Снилась мать. Её натруженная ладонь гладила Митькину ершистую голову. Она глядела голубыми глазами, а потом произнесла: «Забудь бояться, сынок!». Так говаривал отец. Романок. Нежно, делая ударение на букву «а», звала его мать, Василиса Игнатьевна. А он отвечал ей Васёной, а то и Премудрой, намекая на ту, из сказки.
Жили дружно, работали много. Отец плотничал. Топором владел виртуозно. И сына приладил к ремеслу. Митька, сызмальства, подражая отцу, весело рубил ветки, а постарше, чурку колол одним взмахом, мог избу срубить. Сон и материнский взгляд истаяли. Ныла рана. Светало. Где-то громыхнуло. О чём предупреждали её глаза? Какой день нынче? Вспомнил: 13 июля. Число какое-то чёртово, суеверно подумал парень. Нужно запрячь Гнедка. После госпиталя его определили в ездовые. Возил бойцам на передовую боеприпасы и продовольствие. Обидно, он, Овчаренко Дмитрий Романович, пулемётчик 389-го стрелкового полка теперь ездовой, с тоской подумал в очередной раз парень.
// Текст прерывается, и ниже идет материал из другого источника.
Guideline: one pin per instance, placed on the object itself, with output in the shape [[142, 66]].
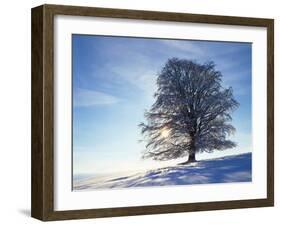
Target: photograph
[[152, 112]]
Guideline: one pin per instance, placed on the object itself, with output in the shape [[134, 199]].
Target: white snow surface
[[237, 168]]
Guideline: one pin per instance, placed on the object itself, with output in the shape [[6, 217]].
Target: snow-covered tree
[[191, 112]]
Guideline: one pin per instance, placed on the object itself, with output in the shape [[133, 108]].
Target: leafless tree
[[191, 112]]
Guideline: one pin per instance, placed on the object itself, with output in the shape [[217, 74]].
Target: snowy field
[[228, 169]]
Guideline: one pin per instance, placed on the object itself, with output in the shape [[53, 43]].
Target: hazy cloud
[[87, 98]]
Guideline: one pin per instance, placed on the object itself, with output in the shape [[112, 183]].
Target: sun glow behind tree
[[191, 113]]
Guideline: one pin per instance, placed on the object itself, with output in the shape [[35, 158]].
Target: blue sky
[[113, 83]]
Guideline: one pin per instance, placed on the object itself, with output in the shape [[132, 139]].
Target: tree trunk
[[191, 157]]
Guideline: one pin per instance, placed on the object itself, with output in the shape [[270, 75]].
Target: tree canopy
[[191, 112]]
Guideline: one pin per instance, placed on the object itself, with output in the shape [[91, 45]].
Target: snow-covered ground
[[236, 168]]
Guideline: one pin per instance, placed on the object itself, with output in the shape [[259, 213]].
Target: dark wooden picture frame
[[43, 112]]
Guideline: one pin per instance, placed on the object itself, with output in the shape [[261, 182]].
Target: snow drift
[[228, 169]]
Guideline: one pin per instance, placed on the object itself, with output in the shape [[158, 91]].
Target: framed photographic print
[[141, 112]]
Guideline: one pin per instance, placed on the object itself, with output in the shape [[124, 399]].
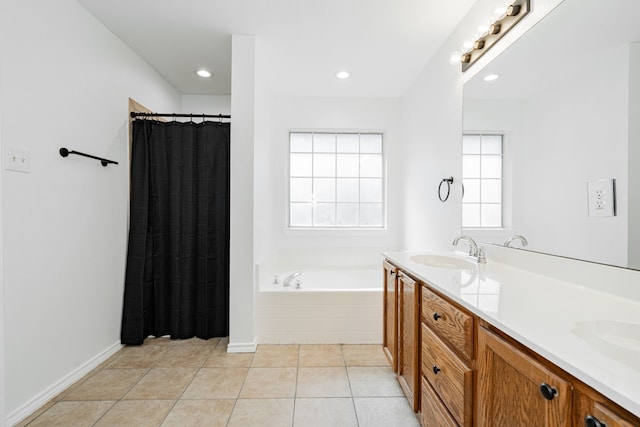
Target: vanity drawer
[[449, 376], [434, 413], [449, 322]]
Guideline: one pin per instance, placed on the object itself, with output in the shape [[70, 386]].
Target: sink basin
[[442, 261]]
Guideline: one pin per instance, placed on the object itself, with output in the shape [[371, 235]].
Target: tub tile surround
[[279, 385], [340, 300], [560, 308]]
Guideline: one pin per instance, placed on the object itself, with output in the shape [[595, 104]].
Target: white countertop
[[590, 331]]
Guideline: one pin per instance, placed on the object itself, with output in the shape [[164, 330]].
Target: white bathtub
[[331, 306]]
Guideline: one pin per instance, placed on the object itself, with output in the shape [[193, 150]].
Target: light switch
[[17, 159], [601, 195]]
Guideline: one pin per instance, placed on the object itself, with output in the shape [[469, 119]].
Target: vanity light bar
[[514, 14]]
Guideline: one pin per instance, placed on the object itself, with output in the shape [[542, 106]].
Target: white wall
[[241, 328], [431, 132], [65, 83], [2, 370], [634, 156], [338, 114], [554, 205], [207, 104]]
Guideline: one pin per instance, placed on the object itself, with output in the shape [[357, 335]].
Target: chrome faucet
[[289, 278], [474, 251], [515, 237]]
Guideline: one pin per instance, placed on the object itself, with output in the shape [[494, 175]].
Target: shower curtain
[[177, 273]]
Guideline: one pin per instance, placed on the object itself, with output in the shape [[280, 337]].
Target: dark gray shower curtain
[[177, 274]]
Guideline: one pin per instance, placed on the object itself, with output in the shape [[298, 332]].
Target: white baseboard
[[243, 347], [52, 391]]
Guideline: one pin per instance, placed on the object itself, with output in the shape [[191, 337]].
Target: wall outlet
[[601, 196], [17, 159]]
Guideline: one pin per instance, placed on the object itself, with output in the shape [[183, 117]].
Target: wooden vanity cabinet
[[590, 409], [446, 359], [409, 338], [514, 389], [390, 314], [459, 370]]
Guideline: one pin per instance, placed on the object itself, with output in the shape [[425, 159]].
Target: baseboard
[[243, 347], [46, 395]]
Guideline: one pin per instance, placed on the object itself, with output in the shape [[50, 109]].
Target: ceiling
[[301, 44]]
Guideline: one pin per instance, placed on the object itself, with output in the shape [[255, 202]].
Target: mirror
[[568, 106]]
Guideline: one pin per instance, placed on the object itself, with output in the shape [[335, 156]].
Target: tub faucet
[[474, 252], [515, 237], [289, 278]]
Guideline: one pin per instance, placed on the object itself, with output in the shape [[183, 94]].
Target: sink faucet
[[516, 237], [289, 278], [473, 246], [474, 251]]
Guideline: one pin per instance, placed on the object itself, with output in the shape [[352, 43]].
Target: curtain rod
[[193, 116]]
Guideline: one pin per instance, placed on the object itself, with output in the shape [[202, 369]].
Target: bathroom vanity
[[511, 343]]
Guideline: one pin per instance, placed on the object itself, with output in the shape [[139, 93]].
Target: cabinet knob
[[591, 421], [547, 391]]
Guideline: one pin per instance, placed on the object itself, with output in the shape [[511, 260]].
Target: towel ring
[[449, 181]]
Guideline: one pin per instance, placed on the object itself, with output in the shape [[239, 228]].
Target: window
[[336, 180], [482, 179]]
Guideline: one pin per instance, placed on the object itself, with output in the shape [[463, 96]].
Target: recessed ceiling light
[[203, 73]]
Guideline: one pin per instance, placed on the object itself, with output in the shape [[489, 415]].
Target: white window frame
[[338, 228], [503, 197]]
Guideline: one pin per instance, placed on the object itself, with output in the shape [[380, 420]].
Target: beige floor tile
[[211, 342], [364, 355], [184, 357], [35, 414], [323, 382], [373, 381], [136, 413], [166, 340], [219, 359], [270, 383], [73, 414], [196, 413], [162, 383], [262, 412], [385, 412], [321, 355], [276, 356], [216, 383], [325, 412], [108, 384], [138, 357]]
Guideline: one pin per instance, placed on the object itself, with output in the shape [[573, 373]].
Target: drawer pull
[[547, 391], [591, 421]]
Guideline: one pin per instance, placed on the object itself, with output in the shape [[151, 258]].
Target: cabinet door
[[516, 390], [390, 315], [408, 347], [593, 410]]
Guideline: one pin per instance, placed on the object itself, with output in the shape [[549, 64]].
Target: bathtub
[[334, 305]]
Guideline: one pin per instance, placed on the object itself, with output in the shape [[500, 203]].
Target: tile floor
[[196, 383]]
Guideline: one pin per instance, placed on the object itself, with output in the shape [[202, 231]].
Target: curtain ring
[[449, 181]]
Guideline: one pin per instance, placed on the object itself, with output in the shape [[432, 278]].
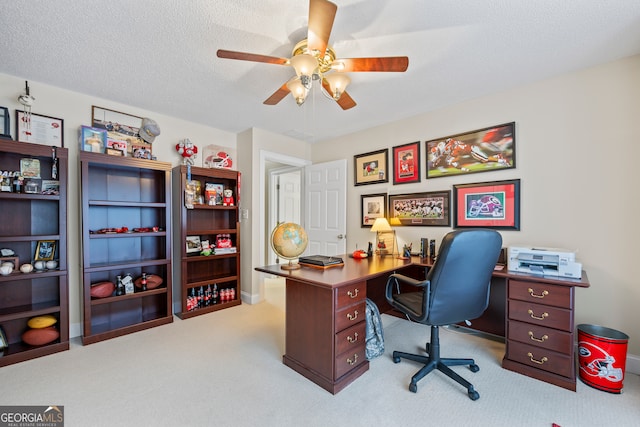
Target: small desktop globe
[[289, 240]]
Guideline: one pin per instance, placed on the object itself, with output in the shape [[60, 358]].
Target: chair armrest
[[402, 279]]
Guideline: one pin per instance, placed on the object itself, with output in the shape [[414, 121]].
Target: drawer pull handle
[[543, 339], [542, 295], [545, 314], [539, 362]]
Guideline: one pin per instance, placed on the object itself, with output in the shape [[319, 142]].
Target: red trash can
[[602, 356]]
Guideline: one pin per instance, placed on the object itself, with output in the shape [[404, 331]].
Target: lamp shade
[[381, 225], [338, 82]]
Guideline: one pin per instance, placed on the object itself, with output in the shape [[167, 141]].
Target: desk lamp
[[384, 235]]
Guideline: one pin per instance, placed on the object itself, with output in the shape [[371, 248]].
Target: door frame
[[269, 156]]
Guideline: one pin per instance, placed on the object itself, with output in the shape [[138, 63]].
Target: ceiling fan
[[313, 59]]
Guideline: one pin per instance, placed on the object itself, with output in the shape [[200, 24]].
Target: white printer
[[544, 261]]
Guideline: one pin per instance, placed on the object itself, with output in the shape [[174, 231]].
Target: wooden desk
[[325, 319]]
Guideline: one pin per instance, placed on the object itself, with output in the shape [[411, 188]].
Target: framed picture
[[5, 130], [371, 168], [481, 150], [213, 193], [50, 187], [218, 157], [372, 206], [429, 209], [488, 204], [193, 244], [39, 129], [122, 128], [93, 139], [406, 163], [45, 250]]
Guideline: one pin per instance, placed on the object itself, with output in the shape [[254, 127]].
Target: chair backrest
[[461, 275]]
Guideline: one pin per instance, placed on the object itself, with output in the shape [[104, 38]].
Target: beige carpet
[[225, 369]]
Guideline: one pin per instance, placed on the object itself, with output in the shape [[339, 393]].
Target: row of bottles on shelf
[[205, 297]]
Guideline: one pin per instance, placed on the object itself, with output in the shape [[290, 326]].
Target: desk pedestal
[[325, 333]]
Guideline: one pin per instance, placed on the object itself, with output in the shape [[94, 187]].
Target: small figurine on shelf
[[187, 150], [228, 197], [406, 250]]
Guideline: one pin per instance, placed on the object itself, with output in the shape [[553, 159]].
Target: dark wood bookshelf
[[25, 219]]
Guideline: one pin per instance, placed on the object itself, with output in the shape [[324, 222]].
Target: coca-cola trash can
[[602, 356]]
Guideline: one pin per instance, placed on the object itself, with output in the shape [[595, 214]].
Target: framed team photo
[[481, 150], [487, 204], [428, 209], [406, 163]]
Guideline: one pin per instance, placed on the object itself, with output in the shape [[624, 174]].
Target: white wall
[[576, 152], [254, 146], [75, 109]]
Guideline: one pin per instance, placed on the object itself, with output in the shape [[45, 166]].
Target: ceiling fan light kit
[[312, 59]]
Боеприпасы, еда на телеге, но чего-то не хватало. Оглядев место ночлега, Митяй увидел топорик у входа. Теперь всё. Топор сунул под охапку сена, рядом три гранаты, вздёрнул на плечо трехлинейку, в просторечии Мосю.
- Ты кто? – спросил он себя. И ответил: - ездовой. Вот и вези. Ребята на передовой погибают, а я…Но кто-то должен это делать.
Запряженный Гнедок, топтался, оставляя в пыли следы. «Рана подживёт, - продолжил думку Митяй, - я снова к пулемёту и гадов буду рядами класть». Не догадывался парень, что мысль о гадах, сложенных рядами, окажется совсем не присказкой.
Вспомнилось последнее материнское письмо. Дома он не был с 1939 года, когда призвали на службу.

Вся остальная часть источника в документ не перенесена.